Mamdani in a recent interview refused to condemn the phrase—understood as a call to violence against Jews and Israelis—leading to a rebuke from the U.S. Holocaust Memorial Museum

Far-left Zohran Mamdani supporters across the country celebrated their candidate’s victory in the New York Democratic mayoral primary on Tuesday with cheers of “globalize the intifada.”
Mamdani made headlines over his refusal to condemn the phrase—a call for violence against Jews and Israelis—in a recent interview, a decision that led the United States Holocaust Memorial Museum to issue a statement sharply criticizing the candidate. While Mamdani has not publicly chanted the slogan, pro-Hamas protesters on college campuses in the United States often do so during their demonstrations.
In recent weeks, radical pro-Hamas terrorists have globalized the intifada themselves, culminating in the Washington, D.C., shooting that left two young Israeli diplomats dead and the firebombing of a group of Jews in Boulder.
One Mamdani supporter who reacted to Tuesday night’s election results was Mohammed El-Kurd, a Palestinian writer and correspondent for the Nation with a history of advocating violence against Jews.
“Consider the intifada globalized,” he wrote on X.
El-Kurd faced scrutiny from British authorities last year after declaring, “We must normalize massacres as the status quo” at an anti-Israel rally. He has praised Palestinian “martyrs” who took part in the Second Intifada—in which terrorists killed over a thousand Israelis—and has described Israelis as “neonazi pigs.” El-Kurd also excused Hamas’s Oct. 7 massacre in an X post published that same day.
“What is happening in occupied Palestine is a response to weeks and months and years of daily Israeli military invasions into Palestinian towns, killings of Palestinians, and the very fact that millions of Palestinians in the Gaza Strip are besieged under Israeli blockade,” he wrote. Months earlier, in February, El-Kurd delivered a lecture at Princeton University, where professor Zahid Chaudhary heralded him as a “truth teller.” El-Kurd went on to tell the crowd that Palestinians have no choice but to resort to violence against Israelis.

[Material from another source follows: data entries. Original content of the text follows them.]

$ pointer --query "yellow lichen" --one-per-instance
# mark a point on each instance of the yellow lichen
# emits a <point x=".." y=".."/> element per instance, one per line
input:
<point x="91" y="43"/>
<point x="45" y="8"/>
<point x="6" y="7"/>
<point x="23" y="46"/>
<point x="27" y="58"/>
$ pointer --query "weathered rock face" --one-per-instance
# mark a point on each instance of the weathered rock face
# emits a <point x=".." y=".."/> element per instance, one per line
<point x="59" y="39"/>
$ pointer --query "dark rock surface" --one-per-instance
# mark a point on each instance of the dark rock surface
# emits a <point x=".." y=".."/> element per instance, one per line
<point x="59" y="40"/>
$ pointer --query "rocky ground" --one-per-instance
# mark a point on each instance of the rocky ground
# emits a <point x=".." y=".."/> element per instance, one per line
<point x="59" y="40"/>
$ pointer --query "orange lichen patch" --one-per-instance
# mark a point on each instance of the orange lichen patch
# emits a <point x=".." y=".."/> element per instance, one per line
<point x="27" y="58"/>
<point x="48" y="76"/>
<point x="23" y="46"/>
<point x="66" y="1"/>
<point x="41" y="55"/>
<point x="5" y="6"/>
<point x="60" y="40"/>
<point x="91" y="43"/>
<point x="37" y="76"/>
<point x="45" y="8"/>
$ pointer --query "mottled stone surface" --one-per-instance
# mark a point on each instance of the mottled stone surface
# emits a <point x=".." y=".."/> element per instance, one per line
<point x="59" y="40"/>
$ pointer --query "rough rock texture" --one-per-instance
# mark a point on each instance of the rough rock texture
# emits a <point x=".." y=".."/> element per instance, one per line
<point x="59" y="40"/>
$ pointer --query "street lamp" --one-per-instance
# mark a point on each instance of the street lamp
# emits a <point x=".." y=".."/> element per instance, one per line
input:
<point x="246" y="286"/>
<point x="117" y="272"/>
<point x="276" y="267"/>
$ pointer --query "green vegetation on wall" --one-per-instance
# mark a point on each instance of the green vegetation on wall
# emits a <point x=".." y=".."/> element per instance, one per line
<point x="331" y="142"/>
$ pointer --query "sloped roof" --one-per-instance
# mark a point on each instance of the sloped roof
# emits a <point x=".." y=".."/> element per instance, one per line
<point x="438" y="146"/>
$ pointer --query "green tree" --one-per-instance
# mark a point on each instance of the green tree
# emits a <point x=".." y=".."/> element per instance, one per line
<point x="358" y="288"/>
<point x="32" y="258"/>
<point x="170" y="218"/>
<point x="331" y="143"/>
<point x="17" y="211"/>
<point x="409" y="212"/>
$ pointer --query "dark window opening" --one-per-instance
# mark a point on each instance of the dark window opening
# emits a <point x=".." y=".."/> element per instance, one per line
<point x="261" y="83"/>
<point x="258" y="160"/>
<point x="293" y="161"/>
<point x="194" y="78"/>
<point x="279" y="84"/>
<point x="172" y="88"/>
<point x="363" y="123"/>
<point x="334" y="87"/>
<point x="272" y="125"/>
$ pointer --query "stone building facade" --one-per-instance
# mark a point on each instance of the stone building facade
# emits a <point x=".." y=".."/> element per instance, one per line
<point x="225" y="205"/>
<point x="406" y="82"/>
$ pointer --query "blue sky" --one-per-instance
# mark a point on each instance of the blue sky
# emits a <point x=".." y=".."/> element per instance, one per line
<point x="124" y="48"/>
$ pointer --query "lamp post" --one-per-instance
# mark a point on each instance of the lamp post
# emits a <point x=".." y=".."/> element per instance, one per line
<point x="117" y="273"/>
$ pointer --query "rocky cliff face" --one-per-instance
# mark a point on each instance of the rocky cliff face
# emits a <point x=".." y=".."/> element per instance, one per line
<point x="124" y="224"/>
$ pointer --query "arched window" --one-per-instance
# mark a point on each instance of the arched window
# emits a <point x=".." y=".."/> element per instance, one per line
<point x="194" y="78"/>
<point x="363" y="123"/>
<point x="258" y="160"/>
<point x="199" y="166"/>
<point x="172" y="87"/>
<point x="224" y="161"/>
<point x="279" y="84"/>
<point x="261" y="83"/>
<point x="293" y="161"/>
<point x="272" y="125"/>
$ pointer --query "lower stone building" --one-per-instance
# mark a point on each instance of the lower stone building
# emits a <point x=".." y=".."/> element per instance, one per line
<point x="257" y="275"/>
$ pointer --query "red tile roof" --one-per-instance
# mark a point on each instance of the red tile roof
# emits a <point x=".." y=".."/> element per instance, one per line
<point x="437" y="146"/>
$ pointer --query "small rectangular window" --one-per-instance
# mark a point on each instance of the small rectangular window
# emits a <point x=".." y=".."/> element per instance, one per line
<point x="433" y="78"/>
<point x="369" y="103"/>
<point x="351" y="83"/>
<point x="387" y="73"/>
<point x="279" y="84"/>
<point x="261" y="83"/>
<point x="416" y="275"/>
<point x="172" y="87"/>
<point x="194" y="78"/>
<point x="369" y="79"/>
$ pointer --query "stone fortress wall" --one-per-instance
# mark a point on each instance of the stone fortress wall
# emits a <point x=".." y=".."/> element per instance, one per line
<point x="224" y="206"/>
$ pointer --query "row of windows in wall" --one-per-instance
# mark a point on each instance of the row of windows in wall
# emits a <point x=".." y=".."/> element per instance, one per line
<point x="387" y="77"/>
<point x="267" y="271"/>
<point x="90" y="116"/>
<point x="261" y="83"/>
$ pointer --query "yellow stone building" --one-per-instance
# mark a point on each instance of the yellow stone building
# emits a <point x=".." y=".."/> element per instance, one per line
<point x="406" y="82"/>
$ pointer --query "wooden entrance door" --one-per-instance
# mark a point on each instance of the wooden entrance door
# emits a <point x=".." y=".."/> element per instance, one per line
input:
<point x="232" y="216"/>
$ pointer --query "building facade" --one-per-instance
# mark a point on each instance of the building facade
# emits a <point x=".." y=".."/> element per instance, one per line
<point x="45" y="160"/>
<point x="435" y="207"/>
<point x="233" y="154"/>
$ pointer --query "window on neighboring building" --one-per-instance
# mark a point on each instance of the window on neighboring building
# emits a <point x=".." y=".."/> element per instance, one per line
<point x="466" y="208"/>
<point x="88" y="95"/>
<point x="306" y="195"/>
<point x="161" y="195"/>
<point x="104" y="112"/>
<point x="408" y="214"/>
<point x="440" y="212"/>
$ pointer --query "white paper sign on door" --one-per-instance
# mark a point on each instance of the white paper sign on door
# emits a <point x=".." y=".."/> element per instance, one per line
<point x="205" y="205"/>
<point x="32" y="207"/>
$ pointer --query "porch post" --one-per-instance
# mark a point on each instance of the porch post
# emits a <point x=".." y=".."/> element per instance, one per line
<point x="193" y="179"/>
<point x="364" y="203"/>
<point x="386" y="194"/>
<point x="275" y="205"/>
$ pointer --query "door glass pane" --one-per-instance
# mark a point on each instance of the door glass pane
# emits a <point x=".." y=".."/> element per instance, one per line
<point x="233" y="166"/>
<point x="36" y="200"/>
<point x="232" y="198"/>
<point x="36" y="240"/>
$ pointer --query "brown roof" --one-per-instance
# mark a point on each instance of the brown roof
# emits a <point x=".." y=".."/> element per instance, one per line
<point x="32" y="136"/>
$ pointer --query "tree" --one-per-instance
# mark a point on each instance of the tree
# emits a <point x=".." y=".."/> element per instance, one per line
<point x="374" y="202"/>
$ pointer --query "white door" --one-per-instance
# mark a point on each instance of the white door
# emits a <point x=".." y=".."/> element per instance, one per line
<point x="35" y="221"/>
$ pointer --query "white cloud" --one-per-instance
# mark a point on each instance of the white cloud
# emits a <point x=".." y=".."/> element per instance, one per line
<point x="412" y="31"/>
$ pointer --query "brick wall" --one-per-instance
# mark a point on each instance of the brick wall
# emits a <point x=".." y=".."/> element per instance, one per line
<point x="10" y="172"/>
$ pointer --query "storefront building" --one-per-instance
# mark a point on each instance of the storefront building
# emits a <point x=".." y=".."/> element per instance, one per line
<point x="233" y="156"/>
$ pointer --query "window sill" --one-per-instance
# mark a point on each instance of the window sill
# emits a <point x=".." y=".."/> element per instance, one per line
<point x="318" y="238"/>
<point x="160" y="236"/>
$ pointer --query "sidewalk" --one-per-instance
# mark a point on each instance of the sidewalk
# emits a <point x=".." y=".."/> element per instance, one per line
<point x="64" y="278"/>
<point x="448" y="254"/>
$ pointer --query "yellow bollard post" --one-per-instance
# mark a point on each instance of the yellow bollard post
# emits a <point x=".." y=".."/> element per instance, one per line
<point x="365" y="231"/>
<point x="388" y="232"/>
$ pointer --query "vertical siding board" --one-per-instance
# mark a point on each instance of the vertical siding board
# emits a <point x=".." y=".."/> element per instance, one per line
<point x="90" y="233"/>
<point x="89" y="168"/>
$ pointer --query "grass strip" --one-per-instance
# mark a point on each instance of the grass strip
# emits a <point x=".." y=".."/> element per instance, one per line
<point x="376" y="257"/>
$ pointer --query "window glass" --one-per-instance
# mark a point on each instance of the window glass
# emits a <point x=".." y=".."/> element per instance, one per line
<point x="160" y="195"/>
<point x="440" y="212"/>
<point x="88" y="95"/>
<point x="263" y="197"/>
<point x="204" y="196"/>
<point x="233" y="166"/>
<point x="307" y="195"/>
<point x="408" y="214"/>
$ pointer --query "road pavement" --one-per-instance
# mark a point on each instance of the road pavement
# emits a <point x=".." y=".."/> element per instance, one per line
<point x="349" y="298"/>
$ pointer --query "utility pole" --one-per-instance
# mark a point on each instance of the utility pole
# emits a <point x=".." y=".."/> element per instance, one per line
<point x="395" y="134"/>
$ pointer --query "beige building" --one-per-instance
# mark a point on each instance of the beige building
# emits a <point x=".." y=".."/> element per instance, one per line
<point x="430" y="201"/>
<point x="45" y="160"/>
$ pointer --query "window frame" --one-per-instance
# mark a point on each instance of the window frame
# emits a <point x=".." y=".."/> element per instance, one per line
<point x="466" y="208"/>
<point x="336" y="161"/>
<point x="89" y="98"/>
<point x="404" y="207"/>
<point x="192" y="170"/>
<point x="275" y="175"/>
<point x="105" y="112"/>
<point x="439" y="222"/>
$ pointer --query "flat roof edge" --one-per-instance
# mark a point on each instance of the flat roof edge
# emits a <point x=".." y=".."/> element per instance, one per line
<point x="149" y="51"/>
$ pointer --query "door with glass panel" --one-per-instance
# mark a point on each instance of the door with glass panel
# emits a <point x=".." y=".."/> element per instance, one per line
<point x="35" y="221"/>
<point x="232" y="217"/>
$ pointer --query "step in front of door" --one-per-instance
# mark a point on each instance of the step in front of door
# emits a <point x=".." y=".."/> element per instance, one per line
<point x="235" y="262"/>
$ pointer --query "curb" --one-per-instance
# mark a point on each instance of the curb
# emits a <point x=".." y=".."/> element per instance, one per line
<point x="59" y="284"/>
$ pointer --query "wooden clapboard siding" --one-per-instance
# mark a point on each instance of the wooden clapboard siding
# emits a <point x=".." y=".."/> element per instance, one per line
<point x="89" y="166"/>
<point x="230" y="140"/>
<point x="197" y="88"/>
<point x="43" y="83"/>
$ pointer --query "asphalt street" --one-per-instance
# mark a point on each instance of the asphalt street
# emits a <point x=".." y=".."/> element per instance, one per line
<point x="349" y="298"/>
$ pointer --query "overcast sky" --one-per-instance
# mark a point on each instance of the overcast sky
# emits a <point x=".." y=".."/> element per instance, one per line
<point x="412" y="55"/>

Twitch streamer Hasan Piker, recently the subject of a glowing New York Times profile, posted on X that “its [sic] white boy jihad summer.” Piker has said that “America deserved 9/11,” has claimed that “it doesn’t matter if rapes happened on October 7th,” and has exhorted his followers to murder landlords and “let the streets soak in their red-capitalist blood.”
University of Massachusetts Boston professor Jeff Melnick was similarly exuberant.
“Trying not to get stupidly optimistic (though that is kind of my…personality) but maybe this will be a tiny little turn against the Zionist colonization of our speech, our elections, our everything,” he posted to his BlueSky account on primary night. “Globalize the intifada.”
Melnick has over the years described Israel as an apartheid state, saying it was “forged in ethnic cleansing.” He is a longtime advocate of the Boycott, Divestment, and Sanctions movement, which seeks an end to the Jewish state.
Steven Thrasher, chair of social justice in reporting at Northwestern University’s Medill School of Journalism, posted “Globalize the intifada” to his now-private BlueSky account. Thrasher participated in the pro-Hamas encampment at Northwestern in spring 2024, where he tussled with police officers and gave a speech to the activists present.
“You have gone up against the American empire,” Thrasher told the encampment dwellers. “It might feel scary at times. Because, in essence, a colonial war of occupation is playing out on this lawn.”
Northwestern denied Thrasher tenure earlier this year after the dean of the journalism school deemed his teaching “inadequate.”
“INTIFADA: GLOBALIZED,” added Noah Kulwin, a sometime contributor to the New York Times and New York Magazine.
Though Mamdani has seized the all-important Democratic nomination for mayor, he will still have to successfully navigate the general election before taking the keys to the city.
Former New York governor Andrew Cuomo previously pledged to remain on the ballot in November even if he lost the primary, but his showing Tuesday night cast doubt on his long-term viability. Should Cuomo decide against a third-party run, Mamdani will face incumbent mayor Eric Adams—now running as an independent—and Republican nominee and Guardian Angels founder Curtis Sliwa.
His candidacy has drawn support from radical anti-Israel groups like the Council on American-Islamic Relations, which has contributed $100,000 to Mamdani’s PAC to date. He also counts as donors many Columbia University faculty members who signed a letter defending Hamas shortly after the Oct. 7 attack.